JSR
Publishing to Javascript Registry is straightforward.
- Sign-in using a github account
- Click Publish a package.
- Create a new scope
- Or select an existing scope
- Name your new package and create
JSR Package Settings
Make sure you go to your package settings to fill out
- description of your package
- compatibility. I selected Node and Deno since my package is for consumption
Fill this section out to link your jsr package with your github repo. JSR makes publishing easy through this linking. Better than having to make tokens.
Publish setup
JSR walks you through publishing
You can setup up jsr.json by copying and replacing
@your-scope/your-package
to your jsr.json file in the repo root directory
{
"name": "@your-scope/your-package",
"version": "0.0.0",
"license": "MIT",
"exports": "./src/index.ts"
}
You'll be able to publish through CLI, or github actions. I will be going over how to update via the .github/workflows/publish-package.yml
file from the previous article
Github actions
.github/workflows/publish-package.yml
should now look like
name: Publish to package registry
on:
# Allows you to run this workflow manually from the Actions tab
workflow_dispatch:
inputs:
jsr:
type: boolean
default: true
description: publish to JSR
npm:
type: boolean
default: true
description: publish to npm
workflow_call:
inputs:
jsr:
type: boolean
default: true
npm:
type: boolean
default: true
jobs:
publish:
runs-on: ubuntu-latest
permissions:
contents: read
id-token: write # The OIDC ID token is used for authentication with JSR.
steps:
- name: Checkout repository
if: ${{ inputs.jsr || inputs.npm }}
uses: actions/checkout@v4
- name: Set up Node.js
if: ${{ inputs.jsr || inputs.npm }}
uses: actions/setup-node@v4
with:
node-version: "lts/*"
registry-url: 'https://registry.npmjs.org'
cache: npm
- name: Restore cache
if: ${{ inputs.jsr || inputs.npm }}
uses: actions/cache@v4
with:
path: |
~/.npm
key: ${{ runner.os }}-publish-${{ hashFiles('**/package-lock.json') }}
restore-keys: |
${{ runner.os }}-publish-
- name: Install npm dependencies
if: ${{ inputs.jsr || inputs.npm }}
run: npm ci
- name: Publish to jsr
if: ${{ inputs.jsr }}
run: npx jsr publish
- name: Publish to npm
if: ${{ inputs.npm }}
run: npm publish --provenance --access public
env:
NODE_AUTH_TOKEN: ${{ secrets.NPM_AUTH_TOKEN }}
I included workflow_dispatch
to let you select which to publish in case you need to do them individually from github actions.
workflow_call
is also included to let you reuse the workflow.

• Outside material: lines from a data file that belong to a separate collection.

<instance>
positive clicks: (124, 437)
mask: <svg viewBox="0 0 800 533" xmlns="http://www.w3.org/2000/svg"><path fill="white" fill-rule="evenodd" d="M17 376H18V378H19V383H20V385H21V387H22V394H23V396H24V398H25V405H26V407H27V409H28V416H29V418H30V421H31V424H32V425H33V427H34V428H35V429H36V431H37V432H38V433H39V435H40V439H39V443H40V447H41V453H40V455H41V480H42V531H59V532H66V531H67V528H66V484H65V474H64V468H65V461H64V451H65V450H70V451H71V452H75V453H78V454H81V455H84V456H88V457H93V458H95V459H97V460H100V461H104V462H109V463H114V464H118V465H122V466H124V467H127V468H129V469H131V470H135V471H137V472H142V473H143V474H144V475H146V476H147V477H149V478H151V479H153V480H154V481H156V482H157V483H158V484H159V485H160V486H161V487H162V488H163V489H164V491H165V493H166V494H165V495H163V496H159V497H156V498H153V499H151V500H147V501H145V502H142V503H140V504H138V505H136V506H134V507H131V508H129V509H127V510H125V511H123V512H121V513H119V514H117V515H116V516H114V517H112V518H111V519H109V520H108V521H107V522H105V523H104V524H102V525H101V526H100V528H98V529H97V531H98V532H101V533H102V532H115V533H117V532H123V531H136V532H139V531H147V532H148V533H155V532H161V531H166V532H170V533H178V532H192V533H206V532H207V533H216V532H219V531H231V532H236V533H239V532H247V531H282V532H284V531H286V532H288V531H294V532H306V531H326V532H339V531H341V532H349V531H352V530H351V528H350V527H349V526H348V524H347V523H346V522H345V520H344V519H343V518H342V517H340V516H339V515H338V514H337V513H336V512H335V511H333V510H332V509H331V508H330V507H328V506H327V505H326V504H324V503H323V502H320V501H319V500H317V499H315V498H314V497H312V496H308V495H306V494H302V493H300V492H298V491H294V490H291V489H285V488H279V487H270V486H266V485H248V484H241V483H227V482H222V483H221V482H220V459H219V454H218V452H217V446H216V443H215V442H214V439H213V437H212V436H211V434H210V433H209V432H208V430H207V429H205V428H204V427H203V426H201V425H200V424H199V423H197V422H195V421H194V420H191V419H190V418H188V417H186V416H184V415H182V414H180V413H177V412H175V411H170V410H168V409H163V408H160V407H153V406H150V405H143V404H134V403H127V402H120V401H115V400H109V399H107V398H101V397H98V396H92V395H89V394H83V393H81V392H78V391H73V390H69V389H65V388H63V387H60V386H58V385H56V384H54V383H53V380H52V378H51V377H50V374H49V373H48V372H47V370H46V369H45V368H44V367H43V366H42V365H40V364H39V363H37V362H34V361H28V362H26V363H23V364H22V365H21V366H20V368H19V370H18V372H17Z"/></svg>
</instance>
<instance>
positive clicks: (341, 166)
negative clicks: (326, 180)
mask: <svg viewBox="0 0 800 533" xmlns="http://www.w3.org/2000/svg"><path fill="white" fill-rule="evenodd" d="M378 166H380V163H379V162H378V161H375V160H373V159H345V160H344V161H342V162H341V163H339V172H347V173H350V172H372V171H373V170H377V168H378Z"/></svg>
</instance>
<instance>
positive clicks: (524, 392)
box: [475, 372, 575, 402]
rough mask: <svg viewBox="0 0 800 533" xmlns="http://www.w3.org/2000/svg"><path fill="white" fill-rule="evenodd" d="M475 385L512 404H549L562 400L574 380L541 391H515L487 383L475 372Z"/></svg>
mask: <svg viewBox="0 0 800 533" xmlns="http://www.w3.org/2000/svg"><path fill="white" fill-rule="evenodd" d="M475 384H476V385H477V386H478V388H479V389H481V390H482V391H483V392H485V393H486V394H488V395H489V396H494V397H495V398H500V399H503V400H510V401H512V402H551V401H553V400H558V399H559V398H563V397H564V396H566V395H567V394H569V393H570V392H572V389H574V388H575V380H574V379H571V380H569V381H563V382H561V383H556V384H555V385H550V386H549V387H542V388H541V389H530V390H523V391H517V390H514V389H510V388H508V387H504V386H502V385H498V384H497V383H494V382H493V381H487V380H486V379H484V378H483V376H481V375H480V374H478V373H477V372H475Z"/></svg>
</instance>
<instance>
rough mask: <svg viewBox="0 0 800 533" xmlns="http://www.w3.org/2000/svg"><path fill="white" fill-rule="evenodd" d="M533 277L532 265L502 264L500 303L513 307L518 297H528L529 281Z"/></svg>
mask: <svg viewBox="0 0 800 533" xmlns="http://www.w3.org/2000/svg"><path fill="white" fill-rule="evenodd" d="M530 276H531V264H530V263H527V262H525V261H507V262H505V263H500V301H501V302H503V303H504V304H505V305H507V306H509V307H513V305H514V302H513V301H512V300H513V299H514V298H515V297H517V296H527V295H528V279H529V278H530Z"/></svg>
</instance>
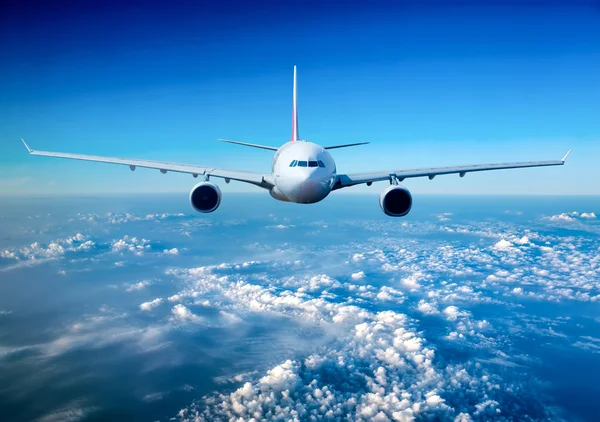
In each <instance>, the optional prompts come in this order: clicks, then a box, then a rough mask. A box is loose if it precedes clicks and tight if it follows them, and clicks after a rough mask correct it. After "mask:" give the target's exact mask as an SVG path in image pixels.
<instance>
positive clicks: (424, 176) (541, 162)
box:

I'll go over how to use this in another article.
Setup JSR versioning
Unless you want to manually update jsr.json, you can use npm version
to also update jsr.json
using:
util/versioning.cjs
const fs = require( 'node:fs', );
const pkg = require( '../package.json', );
const jsr = require( '../jsr.json', );
jsr.version = pkg.version;
fs.writeFile(
'jsr.json',
JSON.stringify(
jsr,
null,
2,
),
{
encoding: 'utf8',
flags: 'w',
},
( err, ) => {
if ( err ) {
console.error( 'error updating version', err, );
return;
}
console.log( 'jsr.json version updated', );
},
);
Changes to package.json
I am only showing the necessary changes while trying to make it easy to copy and paste.
{
"scripts": {
"version": "node util/versioning.cjs && git add jsr.json && npm run build && git add -A dist",
}
}
jsr.json will now update using the new semver npm will get when you call npm version
.
Now you are setup for publishing through Github actions.